A Story About Windchimes

There is really nothing quite as relaxing as a set of windchimes, tuned to A#. The sound is rich and thick and earthy and she has always loved that octave, has always felt a sense of peace when hearing them play in the breeze.

Her neighbor has two sets of chimes, but both are tuned to a much higher octave which becomes increasingly annoying when the wind is gusting.

Last weekend her boyfriend asked her if she remembered the set of chimes she had given him for Christmas one year. She tilted her head to one side, remembering and then said, "Those cost me sixty bucks! You've never even hung them up!"

Guilty as charged, he offered them to her with the explanation that he is always at her house and just never would have enjoyed them at his.

That afternoon they moved the shepherd's crook from the back yard to the west end of her front porch, taking a lot of time to position it just perfectly so the chimes would sway just above the floor of the porch but far enough away from the white aluminum guttering that the wooden clapper would not swing into it, causing nicks and cuts in the beautiful diamond-shaped walnut wood.

Later in the day, with a steady breeze effecting their music, the two sat in the Beach House and relaxed, drank beer, ate the food she prepared on the grill, and talked of love and music while the chimes swung and sang.

When a storm blew in that evening, they paced and worried inside the house. "Should we take them down?" "I don't know...you know the neighbor never takes hers down, and besides, aren't they made for WIND? After all, they ARE windchimes."

The wind started picking up at ten o'clock that night, and the chimes were not playing music but screaming for redemption at the west end of her porch. Twice she opened the door and looked out, once nearly losing an arm when the wind, now gusting at about fifty miles per hour caught the storm door and ripped it out of her hand, the second time actually braving stepping out onto the porch but being chased quickly inside by a huge bolt of lightning.

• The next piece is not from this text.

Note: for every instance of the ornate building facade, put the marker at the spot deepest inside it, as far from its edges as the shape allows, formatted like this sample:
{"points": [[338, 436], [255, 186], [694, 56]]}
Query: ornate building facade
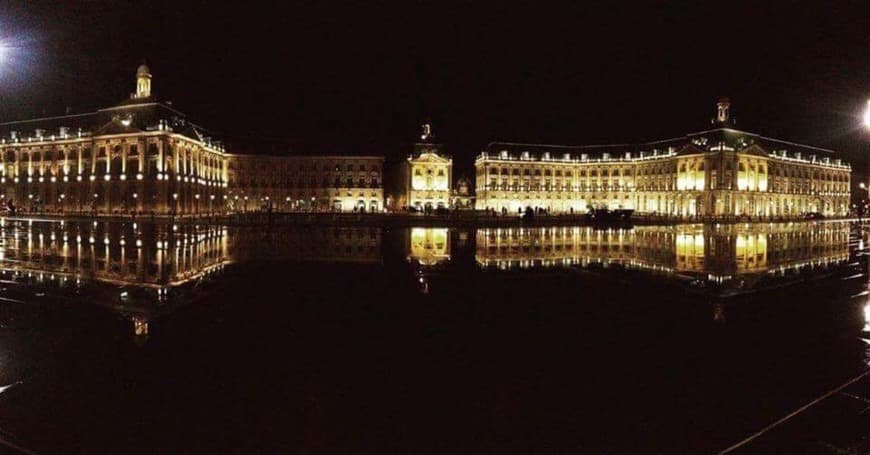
{"points": [[142, 155], [718, 172], [423, 181], [306, 183]]}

Resigned to leaving the windchimes outside, they went to bed. The next morning, with the wind still gusting hard, they vowed to ignore the music of death outside and leave those chimes hanging right where they were. That was their job, and that was that.

All day long on Saturday, she listened to them blowing, could occasionally hear the neighbor's lighter, higher-octave chimes tinkling in the mix, but convinced herself that she enjoyed the thick, dark tones given off continuously by her A#-tuned windchimes.

Saturday night they went to bed with the wind still blowing steadily, gusts so strong they were taking limbs out of her big oak tree out back with ease. Several times in the night she awoke, and even upstairs, tucked away in an attic bedroom, under the eaves, she heard the continuous chiming.

On Sunday morning she awoke, stretched and was greeted by a steady wind and the music from outside. She nudged her boyfriend and said, "You think the neighbors are hating our new windchimes yet?" And he replied with, "I heard a gunshot at about eleven o'clock, did you?"

Alarmed by the jogged memory she said, "I did! I heard that, too, really close. What do you think happened?"

Don sat up and rubbed his eyes and said, "I think someone was shooting at our new windchimes."

She trudged down the stairs and started the coffee, threw her rain slicker on over her pajamas and ventured out onto the porch to retrieve the chimes which were by now, weeping in desperation, took them into the house and settled them ceremoniously on a hook near the front door to regain their composure before taking their sentinel post at the west end of the porch after the hurricane-force winds eased. Taking two cups of coffee upstairs, she settled back into The King, noticing Boyfriend sound asleep again, took two sips of her coffee and fell into a merciful, music-free sleep for two more hours.

Windchimes have their place and their time.

1 comment:

Tracy said...

Here’s the thing about wind chimes: when I lived in Phoenix, I had these wind chimes; and the wind never blew so I never heard them; and I used to get mad because the wind never chimed. When I moved to Texas, the wind blew all the time; and the wind that never chimed kept me up at night. Once again: careful what you wish for. As a wise poet once said: “It’s not getting what you want; It’s wanting what you’ve got”.